Good power supply is not enough. USB ports on RaspberryPi are behind polyfuses which limits current that can drawn from it to about 140mA (in practice, it should be even smaller). So no matter how good your power supply is, if your USB device wants more than say 120mA of power, it will fail. Note that USB specification says that enumerated device can take up to 500mA so some devices are designed to take much more power than RaspberryPi could give them.
What is even worse, the more power you are trying to take from USB, the bigger resistance is on polyfuse which means there is bigger voltage drop. This may be another problems for USB devices. You normally gets less than 5V on RPi with cheap power supplies anyway so dropping it even more may make it out of spec.

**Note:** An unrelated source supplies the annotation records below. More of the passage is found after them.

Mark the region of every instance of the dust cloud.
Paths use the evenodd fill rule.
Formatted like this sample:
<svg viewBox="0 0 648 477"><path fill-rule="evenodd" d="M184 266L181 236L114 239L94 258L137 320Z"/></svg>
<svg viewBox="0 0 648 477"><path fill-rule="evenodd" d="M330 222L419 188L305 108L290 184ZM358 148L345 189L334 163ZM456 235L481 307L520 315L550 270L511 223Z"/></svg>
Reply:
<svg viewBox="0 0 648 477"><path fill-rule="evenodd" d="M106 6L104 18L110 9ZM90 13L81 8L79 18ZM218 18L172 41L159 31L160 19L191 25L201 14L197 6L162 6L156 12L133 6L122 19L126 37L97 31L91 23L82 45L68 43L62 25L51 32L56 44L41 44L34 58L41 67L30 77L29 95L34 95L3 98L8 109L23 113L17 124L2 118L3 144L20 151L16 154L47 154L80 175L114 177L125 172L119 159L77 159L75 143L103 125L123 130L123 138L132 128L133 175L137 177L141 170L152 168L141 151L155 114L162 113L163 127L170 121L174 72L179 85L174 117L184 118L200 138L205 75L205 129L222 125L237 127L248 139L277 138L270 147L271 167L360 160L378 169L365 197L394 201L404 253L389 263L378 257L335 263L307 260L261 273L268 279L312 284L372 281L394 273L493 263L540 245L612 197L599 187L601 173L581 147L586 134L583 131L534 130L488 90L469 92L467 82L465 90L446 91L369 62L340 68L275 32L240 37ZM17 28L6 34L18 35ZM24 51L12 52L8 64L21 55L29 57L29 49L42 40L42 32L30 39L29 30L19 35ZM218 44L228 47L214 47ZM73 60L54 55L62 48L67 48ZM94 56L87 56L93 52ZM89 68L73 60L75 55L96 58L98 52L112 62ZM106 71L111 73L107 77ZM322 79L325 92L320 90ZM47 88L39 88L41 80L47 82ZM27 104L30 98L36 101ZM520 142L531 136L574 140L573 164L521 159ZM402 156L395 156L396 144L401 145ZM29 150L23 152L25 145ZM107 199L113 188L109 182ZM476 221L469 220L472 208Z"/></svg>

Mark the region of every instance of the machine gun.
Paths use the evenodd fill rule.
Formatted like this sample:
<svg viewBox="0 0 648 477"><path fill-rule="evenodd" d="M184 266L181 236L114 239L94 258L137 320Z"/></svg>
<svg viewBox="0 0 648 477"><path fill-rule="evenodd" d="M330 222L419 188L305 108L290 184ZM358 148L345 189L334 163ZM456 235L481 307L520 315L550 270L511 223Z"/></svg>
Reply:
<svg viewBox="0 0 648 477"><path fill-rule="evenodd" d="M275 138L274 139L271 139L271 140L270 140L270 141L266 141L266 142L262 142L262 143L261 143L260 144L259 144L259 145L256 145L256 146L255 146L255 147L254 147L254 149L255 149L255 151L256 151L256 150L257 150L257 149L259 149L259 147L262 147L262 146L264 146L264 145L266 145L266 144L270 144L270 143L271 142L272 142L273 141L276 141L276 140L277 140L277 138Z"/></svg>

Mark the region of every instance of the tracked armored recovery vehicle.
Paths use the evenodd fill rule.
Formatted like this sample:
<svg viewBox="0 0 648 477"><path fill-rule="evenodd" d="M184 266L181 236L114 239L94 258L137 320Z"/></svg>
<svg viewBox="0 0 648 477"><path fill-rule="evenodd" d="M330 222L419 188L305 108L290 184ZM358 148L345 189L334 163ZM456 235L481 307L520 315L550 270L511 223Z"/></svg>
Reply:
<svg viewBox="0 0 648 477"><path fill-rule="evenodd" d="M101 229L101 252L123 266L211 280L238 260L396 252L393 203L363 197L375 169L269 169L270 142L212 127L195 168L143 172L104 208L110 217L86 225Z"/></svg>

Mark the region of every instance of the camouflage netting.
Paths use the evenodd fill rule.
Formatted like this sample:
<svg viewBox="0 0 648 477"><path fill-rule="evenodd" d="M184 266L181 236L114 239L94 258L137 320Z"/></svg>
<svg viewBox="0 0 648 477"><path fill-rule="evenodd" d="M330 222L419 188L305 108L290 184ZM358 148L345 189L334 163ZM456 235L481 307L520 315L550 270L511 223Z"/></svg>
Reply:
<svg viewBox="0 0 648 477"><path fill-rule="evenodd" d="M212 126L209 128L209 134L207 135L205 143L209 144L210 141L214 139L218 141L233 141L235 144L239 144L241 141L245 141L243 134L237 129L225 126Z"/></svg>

Also bear in mind that your device may be working at first but stop working after couple of seconds/minutes or at bigger load or when there is a hot day. Power consumption of many USB devices is not static and can change depending on many circumstances.
Also, I would say that 750mA power supply is not much. It could be OK for normal workload but not when you connect some power hungry devices. And WIFI card can take a lot of power. Note that maximal current that power supply can provide is not the only critical parameter. In most cheap power supplies, the more power you get, the lower voltage is. And if it drops below 4.75, you can have problems with your RapsberryPi.
So while some people got some Wifi USB cards to work on RapsberryPi without powered HUB (but probably having better power supply than you), it's not recommended setup. The recommendation is to use RPi USB ports only for mouse/keyboard and attaching everything more power hungry using powered HUB.